Python Groq PostgreSQL Railway Discord APScheduler License


📹 Demo

Watch full demo on YouTube
Click to watch — pipeline run, Slack alerts, CSV output walkthrough

0604.1.mp4

What you'll see in the demo:

  • 🔍 Scanner fetching 50 tickers live from yfinance
  • 📊 Scoring engine ranking 698 contracts in real-time
  • 🎯 Kill Shot selected: NVDA $222.5 CALL — score 109.12/110
  • 🤖 Groq AI generating signal explanation in < 1 second
  • 📨 Discord Embed firing with full analysis card
  • 🗄️ PostgreSQL logging the signal automatically

📋 Overview

A fully automated 0DTE options scanner and AI signal bot that runs every NYSE trading day on Railway.app. It scans 50 liquid US tickers, scores 698+ options contracts using a custom composite formula, selects the single highest-conviction Kill Shot, generates an AI-powered explanation via Groq, and delivers professional Discord Embed alerts — 3 times per trading day.

Metric Value
Tickers Scanned 50 liquid US equities + ETFs
Contracts Processed 698+ per day
Scoring Dimensions 3 (Delta, Vol/OI, Gamma) + liquidity bonus
Kill Shot Score (Day 1) 109.12 / 110 — NVDA $222.5 CALL
Vol/OI Ratio (Day 1) 6.29x — massive unusual activity
AI Response Time < 1 second (Groq llama-3.3-70b-versatile)
Discord Alerts / Day 3 (9:31 AM · 12:00 PM · 3:45 PM ET)
Uptime 24/7 on Railway.app
Market Calendar NYSE-aware — auto-skip weekends + US holidays
Database PostgreSQL — signals table + daily_log table

⚙️ Architecture

Every NYSE Trading Day
         │
         ▼
┌─────────────────┐
│  9:25 AM ET     │
│  SCANNER        │──── yfinance → 50 tickers → 698 contracts
│  scanner.py     │
└────────┬────────┘
         │
         ▼
┌─────────────────┐
│  SCORER         │──── Delta×0.40 + Vol/OI×0.35 + Gamma×0.25 + liquidity_bonus
│  scorer.py      │──── Composite score /110
└────────┬────────┘
         │
         ▼
┌─────────────────┐
│  SIGNAL BOT     │──── Groq AI (llama-3.3-70b-versatile)
│  signal_bot.py  │──── Generate Kill Shot explanation
└────────┬────────┘
         │
    ┌────┴────┐
    ▼         ▼
┌───────┐ ┌───────────┐
│  DB   │ │  DISCORD  │
│  db   │ │  3x/day   │
│  .py  │ │  Embeds   │
└───────┘ └───────────┘
    │
    ▼
PostgreSQL
├── signals (every Kill Shot)
└── daily_log (scan summary)

🏆 Kill Shot Formula

composite_score = (
    delta_score    * 0.40 +   # Proximity to ATM (1.0 moneyness)
    vol_oi_score   * 0.35 +   # Volume/Open Interest ratio (unusual activity)
    gamma_score    * 0.25 +   # IV sweet spot (0.30–0.80)
    liquidity_bonus           # +10.0 if OI>1000 + Vol>500 + spread<10%
)
# Max possible score: 110.0

Day 1 Kill Shot:

Ticker : NVDA
Strike : $222.5 CALL
Expiry : 2026-06-03
Score  : 109.12 / 110
Vol/OI : 6.29x  ← massive unusual activity
IV     : 43.56%

🔧 Technical Challenges Solved

Challenge 1 — Data Source: Tradier API Error → yfinance Fallback

Problem: Client originally specified Tradier for real-time data. Tradier returned "max accounts" error immediately on setup. Polygon.io required paid subscription.
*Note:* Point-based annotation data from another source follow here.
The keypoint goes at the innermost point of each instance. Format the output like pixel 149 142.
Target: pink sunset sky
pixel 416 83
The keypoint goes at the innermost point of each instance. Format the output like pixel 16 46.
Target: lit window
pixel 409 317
Solution: Switched to yfinance with curated 50-ticker liquid universe. Client confirmed OK with 15-min delayed data. 49/50 tickers returned successfully.
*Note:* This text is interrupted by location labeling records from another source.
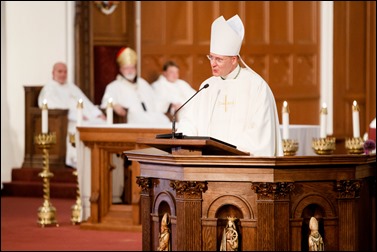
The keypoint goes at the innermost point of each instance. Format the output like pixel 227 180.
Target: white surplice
pixel 66 96
pixel 131 96
pixel 239 110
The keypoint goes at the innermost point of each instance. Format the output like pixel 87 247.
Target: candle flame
pixel 80 103
pixel 44 104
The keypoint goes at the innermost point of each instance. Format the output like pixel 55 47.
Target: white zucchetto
pixel 227 36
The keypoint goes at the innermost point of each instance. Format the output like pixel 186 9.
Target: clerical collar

# Curated 50-ticker liquid universe
TICKER_UNIVERSE = [
    "SPY", "QQQ", "IWM", "NVDA", "AAPL", "MSFT", "TSLA",
    "META", "AMZN", "GOOGL", "AVGO", "AMD", "PLTR", ...
]

Challenge 2 — numpy Types Not Compatible with psycopg2

Problem: pandas/numpy produce np.float64 / np.int64 — psycopg2 cannot serialize these natively. Error: schema "np" does not exist.
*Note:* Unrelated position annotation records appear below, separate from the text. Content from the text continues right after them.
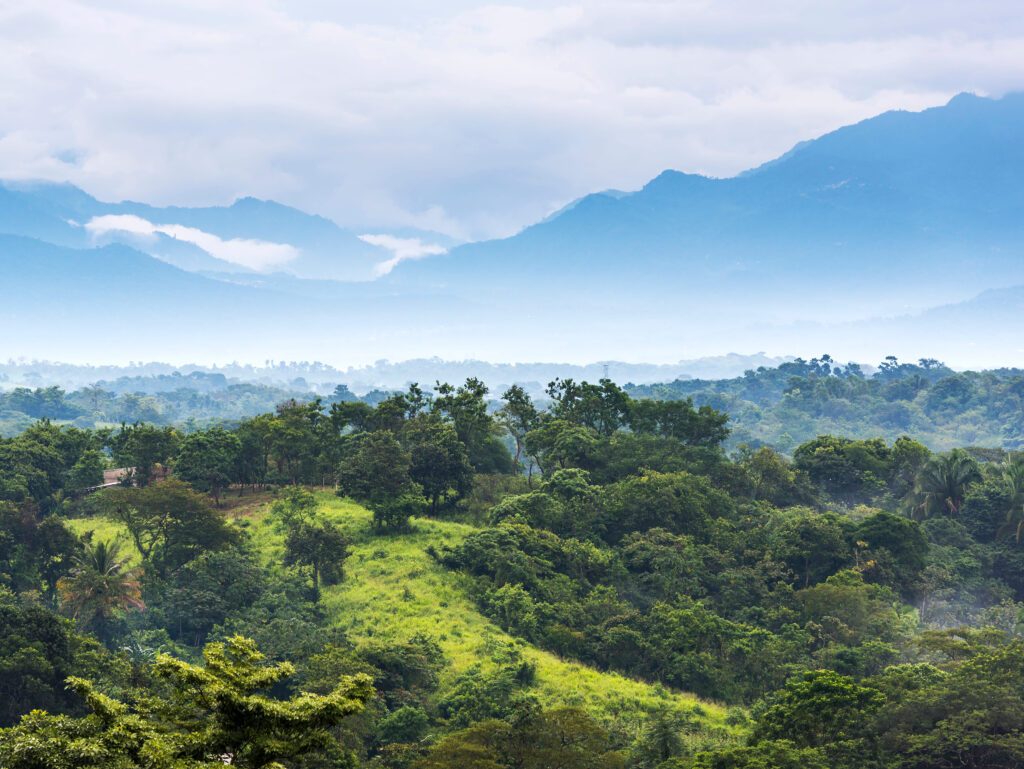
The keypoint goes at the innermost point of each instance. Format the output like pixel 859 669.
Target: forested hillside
pixel 781 406
pixel 434 582
pixel 785 406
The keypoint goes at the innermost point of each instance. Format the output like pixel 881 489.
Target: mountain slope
pixel 841 225
pixel 65 215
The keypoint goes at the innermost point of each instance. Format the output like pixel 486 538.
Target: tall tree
pixel 942 483
pixel 99 585
pixel 214 715
pixel 208 460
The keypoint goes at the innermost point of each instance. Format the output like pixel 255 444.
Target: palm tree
pixel 942 483
pixel 1013 477
pixel 98 585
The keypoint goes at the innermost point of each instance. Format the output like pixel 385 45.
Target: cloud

Solution: Universal _cast() helper applied to every value before DB insert.

def _cast(val):
    """Cast numpy types to Python native for psycopg2 compatibility."""
    if hasattr(val, 'item'):
        return val.item()
    return val

# Applied to every insert parameter:
cur.execute("INSERT INTO signals (...) VALUES (%s, %s, ...)", (
    _cast(kill_shot["strike"]),
    _cast(kill_shot["composite_score"]),
    ...
))

Challenge 3 — Railway Container Missing logs/ and data/ Folders

Problem: Fresh Railway container has no logs/ or data/ directory. logging.FileHandler crashes immediately: FileNotFoundError: /app/logs/main.log.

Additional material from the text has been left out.